At the Dell World conference in Austin last week, Dell’s vice-chairman and President of its PC business, Jeffrey Clarke, said that he strongly advised Microsoft CEO Steve Ballmer not to include the name “Windows” with the new Windows RT OS, despite its similar look and feel.
The reason was that customers might be misled into thinking that native Windows applications could run on the new ARM-based tablets running Windows RT. Mr. Clarke’s revelation of his earlier warning strangely sounds very much like an “I told you so!’
Apparently that warning seems to have been prophetic in hindsight as Microsoft has had to relax its return policies to accommodate users returning heir Surface RT tablets because they do not run their favorite Windows applications.
Mr.

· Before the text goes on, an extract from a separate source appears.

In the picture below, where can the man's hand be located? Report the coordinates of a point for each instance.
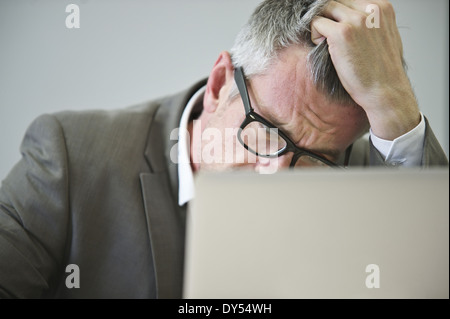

Clarke said that Ballmer had responded that the Windows brand was too important a franchise to not be used with Windows RT.
Hopefully, this does not turn into a full-fledged public relations debacle for Microsoft as relaxed return policies are a clue that the return rate may be significant enough to require policy changes.
To make matters murkier, Intel will have a new low-power Atom processor that is legacy- or x86 compatible, giving new tablets built with it the ability to run native Windows applications. Thus there will effectively be 3 processor choices for Windows tablets – the ARM, the Atom, and traditional Intel chips e.g., Core i5 and i7.
Earlier, there were many reports that Microsoft has cut orders from its OEMs for Surface RTs, giving more indications of soft demand. In January, the picture will become clearer as to Surface RT sales. If it doesn’t, we should be even more concerned.
The implications are particularly important in the enterprise where Windows native capabilities matter to a lot of firms, even in the era of BYOD (“bring-your-own-device”). Lacking the ability to run native x86 Windows applications Surface RT has to get in the same line as other tablets with no special consideration given.